Stephen Stills of Crosby, Stills & Nash guests on "Road Runner 'G' Jam" (the title is a nod to the band's habit of developing songs out of jam sessions), playing some incredible Hammond organ fills, and his backing vocals were over-dubbed on "Hot 'n' Nasty" a slow-burning and then dynamic R&B song, after he strolled in after recording his own sessions next door.[2]
Marriott insisted on producing the album himself, he wanted to face the challenge of running a compact R&B sound to the rules of a high-tech 24-track mixing board. Marriott collapsed with exhaustion in February. New Musical Express (NME) reported at the time: "Following intense recording sessions with Humble Pie, Steve Marriott collapsed with nervous exhaustion and doctors told him to rest".[3]
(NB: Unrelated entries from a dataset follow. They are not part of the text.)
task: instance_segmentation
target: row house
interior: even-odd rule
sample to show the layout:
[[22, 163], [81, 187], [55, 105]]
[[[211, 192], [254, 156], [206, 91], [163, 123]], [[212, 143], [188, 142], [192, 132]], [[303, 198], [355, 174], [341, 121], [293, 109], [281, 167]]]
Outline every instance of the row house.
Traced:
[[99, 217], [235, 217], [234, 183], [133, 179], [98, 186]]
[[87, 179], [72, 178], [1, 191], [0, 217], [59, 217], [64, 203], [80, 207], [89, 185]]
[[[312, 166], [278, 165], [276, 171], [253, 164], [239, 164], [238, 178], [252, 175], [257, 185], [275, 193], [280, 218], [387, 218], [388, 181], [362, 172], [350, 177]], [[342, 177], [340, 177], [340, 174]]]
With this album the group arguably defined themselves as the undisputed leaders of the boogie movement in the early 1970s.[4]
Track listing
Side One
- "Hot 'n' Nasty" (Humble Pie/Marriott) – 3:20
- "The Fixer" (Humble Pie/Marriott) – 5:02
- "You're So Good for Me" (Marriott/Ridley) – 3:49
- "C'mon Everybody" (Capehart/Cochran) – 5:12
- "Old Time Feelin'" (Traditional) – 3:59
Side Two
- "30 Days in the Hole" (Marriott) – 3:57
- "(I'm A) Road Runner" (Holland-Dozier-Holland) B) "Road Runner's 'G' Jam" (Humble Pie) – 3:41
- "I Wonder" (Gant/Leveen) – 8:53
- "Sweet Peace and Time" (Marriott/Ridley/Shirley) – 5:49
Album credits
- Alexis Korner - vocals, mandolin-type Martin Tipple guitar "Old Time Feeling"
- Stephen Stills - organ, backing vocals on "Hot 'n' Nasty"
- Doris Troy - backing vocals "You're So Good for Me"
- Madeline Bell - backing vocals "You're So Good for Me"
- Album Cover art designed by Kosh
- Engineers : Alan O'Duffy, Keith Harwood
- Recorded at Oylmpic Sound Studios, London, February 1972.
- Produced by The Pie
Other releases
- 1990 CD A&M
- 1972 LP A&M
- 1990 CS A&M
- 2007 CD Universal
- 1995 CD Universal/A&M
- 2007 CD Universal Japan
Notes
- ^ US Billboard Chart No. 6 [1]
- ^ Twelker, Uli; Schmitt, Roland. The Small Faces (The Faces, Peter Frampton, Rod Stewart, Ronnie Lane, Steve Marriott Humble Pie & other stories). Sanctuary. pp. 90–91. ISBN 1-86074-392-7.
- ^ The Small Faces (The Faces, Peter Frampton, Rod Stewart, Ronnie Lane, Steve Marriott Humble Pie & other stories). pp. 89–90.